Reform interview: Race matters

Share this article

Ben Lindsay news bannerCan't wait for the September edition of Reform magazine? Don't worry, you won't have to wait much longer. In the meantime, read an extract of a great interview by two members of the Reform team – Charissa King and Stephen Tomkins. 

Ben Lindsay is on a mission to get churches talking about race. 

He describes himself as a black pastor of a white-majority church in one of the most racially diverse boroughs in London, Emmanuel Church in New Cross.

Two years ago, he gave each of his fellow church leaders a copy of Reni Eddo Lodge’s multi-awardwinning book: Why I’m No Longer Talking to White People About Race (Bloomsbury, 2017).

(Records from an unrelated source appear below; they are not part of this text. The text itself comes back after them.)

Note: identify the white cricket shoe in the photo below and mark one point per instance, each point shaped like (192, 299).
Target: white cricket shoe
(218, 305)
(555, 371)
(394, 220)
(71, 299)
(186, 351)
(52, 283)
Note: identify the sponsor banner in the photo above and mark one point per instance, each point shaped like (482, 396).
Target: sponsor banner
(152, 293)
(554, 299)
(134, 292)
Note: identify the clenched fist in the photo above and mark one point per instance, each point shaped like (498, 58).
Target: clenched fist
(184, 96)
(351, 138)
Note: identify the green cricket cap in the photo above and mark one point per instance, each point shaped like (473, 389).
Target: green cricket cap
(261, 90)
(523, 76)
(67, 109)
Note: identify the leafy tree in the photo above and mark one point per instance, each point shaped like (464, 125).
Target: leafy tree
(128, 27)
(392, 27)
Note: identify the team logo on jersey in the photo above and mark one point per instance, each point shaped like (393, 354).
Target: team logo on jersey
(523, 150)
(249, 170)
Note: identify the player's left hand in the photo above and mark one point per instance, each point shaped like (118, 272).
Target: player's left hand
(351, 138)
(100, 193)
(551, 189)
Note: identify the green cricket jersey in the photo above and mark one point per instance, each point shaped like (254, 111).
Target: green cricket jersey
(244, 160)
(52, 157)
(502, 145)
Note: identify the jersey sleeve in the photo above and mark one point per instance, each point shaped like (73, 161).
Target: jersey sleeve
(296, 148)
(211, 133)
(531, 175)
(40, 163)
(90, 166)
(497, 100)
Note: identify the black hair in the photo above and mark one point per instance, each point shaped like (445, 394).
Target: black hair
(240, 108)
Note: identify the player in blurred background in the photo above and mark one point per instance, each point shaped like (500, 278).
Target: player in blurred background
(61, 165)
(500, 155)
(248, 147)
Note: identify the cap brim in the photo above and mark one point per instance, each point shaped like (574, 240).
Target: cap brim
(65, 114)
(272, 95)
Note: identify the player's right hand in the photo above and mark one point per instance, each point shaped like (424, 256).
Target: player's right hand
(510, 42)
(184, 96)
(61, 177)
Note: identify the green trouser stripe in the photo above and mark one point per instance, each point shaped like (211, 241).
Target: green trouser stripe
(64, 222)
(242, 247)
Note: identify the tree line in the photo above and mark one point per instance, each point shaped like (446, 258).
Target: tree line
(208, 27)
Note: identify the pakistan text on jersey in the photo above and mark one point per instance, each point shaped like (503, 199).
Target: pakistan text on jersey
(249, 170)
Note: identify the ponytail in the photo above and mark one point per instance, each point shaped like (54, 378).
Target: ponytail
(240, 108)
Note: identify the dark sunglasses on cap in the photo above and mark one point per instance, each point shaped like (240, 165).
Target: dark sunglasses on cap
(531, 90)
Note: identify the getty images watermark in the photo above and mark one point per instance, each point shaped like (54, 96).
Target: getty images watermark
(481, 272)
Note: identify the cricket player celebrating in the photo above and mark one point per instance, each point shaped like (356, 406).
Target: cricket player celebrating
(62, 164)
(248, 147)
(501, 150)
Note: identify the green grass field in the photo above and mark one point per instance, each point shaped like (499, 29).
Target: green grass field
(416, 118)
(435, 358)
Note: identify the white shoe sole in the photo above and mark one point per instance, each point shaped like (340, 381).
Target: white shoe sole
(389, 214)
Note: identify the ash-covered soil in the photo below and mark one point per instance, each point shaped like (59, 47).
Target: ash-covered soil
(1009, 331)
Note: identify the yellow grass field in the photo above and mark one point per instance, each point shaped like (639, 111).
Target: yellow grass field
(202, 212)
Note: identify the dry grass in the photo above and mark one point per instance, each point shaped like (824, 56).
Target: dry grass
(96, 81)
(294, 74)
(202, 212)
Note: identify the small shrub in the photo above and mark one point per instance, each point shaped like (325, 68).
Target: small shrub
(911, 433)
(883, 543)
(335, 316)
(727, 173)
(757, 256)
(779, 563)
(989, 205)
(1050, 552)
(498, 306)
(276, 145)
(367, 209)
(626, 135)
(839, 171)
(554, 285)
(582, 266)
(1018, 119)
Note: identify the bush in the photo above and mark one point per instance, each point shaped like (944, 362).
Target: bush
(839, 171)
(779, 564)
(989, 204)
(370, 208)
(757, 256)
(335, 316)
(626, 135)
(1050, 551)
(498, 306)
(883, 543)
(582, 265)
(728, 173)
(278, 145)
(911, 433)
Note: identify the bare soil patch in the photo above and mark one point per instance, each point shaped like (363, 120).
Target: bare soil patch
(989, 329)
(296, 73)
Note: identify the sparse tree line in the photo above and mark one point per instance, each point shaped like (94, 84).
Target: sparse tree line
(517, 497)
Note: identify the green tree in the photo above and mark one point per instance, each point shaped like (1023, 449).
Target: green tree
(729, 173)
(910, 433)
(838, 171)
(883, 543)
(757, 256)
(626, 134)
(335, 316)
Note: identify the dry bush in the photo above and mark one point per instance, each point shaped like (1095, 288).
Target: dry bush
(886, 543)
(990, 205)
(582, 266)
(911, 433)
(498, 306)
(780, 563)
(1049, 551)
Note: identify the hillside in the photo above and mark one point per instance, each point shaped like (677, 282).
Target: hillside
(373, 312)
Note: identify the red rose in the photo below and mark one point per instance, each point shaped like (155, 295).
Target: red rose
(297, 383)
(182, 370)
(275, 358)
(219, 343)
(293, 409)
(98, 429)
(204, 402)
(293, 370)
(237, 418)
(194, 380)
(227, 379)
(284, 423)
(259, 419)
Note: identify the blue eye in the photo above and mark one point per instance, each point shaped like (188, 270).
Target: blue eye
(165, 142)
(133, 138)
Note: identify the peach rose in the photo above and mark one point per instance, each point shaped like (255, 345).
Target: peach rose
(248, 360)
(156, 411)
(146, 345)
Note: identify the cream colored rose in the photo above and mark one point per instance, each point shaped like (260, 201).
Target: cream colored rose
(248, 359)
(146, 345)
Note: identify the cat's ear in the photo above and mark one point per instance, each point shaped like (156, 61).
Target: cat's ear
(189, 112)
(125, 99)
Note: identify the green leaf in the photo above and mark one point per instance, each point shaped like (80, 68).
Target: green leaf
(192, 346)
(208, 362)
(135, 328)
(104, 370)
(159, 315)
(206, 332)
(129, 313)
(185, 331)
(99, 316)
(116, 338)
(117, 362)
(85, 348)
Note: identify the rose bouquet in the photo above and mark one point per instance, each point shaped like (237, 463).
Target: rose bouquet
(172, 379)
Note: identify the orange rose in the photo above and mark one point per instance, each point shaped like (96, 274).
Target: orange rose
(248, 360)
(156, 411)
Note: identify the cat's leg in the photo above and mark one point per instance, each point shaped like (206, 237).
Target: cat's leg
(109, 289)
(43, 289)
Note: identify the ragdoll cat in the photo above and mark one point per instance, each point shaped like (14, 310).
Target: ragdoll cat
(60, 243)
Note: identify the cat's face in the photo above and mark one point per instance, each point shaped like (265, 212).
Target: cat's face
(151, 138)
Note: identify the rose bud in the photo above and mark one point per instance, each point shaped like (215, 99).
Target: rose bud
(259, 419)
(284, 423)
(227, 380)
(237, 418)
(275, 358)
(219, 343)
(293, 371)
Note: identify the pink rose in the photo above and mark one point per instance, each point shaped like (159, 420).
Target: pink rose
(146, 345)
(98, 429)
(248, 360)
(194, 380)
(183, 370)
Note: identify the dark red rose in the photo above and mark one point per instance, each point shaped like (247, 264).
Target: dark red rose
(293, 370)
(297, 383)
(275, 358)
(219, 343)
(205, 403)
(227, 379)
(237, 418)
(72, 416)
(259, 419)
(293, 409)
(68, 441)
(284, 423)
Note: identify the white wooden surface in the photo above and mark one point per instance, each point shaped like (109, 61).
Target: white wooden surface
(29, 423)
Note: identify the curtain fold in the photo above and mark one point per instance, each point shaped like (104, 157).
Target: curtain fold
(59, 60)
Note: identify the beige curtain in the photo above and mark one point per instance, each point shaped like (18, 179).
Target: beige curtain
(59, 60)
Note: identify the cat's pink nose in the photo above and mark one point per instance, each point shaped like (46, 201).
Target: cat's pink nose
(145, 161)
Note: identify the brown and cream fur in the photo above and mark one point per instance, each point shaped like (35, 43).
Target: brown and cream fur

Discussing Eddo Lodge’s book with his colleagues sparked such invaluable conversations and learning, that out of that process his own debut book was born: We Need to Talk About Race: Understanding the black experience in white majority churches (SPCK, 2019).

Mr Lindsay’s book has received plaudits from theologians including the broadcaster and professor Robert Beckford, and Justin Welby, the Archbishop of Canterbury, who called it 'a must-read for the UK Church.’

Charissa, a black woman, and Stephen, a white man, met Mr Lindsay on a surprisingly sunny afternoon in south-east London.

How do we acknowledge and celebrate our racial uniqueness, while promoting our oneness with God and other Christians? 
I think we’ve got to have some very honest conversations. Some people say: ‘I’m colour blind. I don’t see colour,’ which is weird. Are you just blind? Because clearly God sees colour – he made us all different. The other end of the spectrum is being completely colour conscious: ‘My identity is my skin colour,’ which is equally dangerous. We have to bring the two closer together, and that requires brutally honest conversations; that requires bravery, and for people to step out of their comfort zones. I’m hoping this book gives people the permission to do that.

We’re used to white-majority culture’s stories, or the white perspective on black stories. As soon as a person of colour stands up and says: ‘This is my perspective,’ they sometimes fall into the angry bracket, or ‘She’s got a chip on her shoulder,’ or ‘You’re playing the race card.’ No, I’m just telling you my story!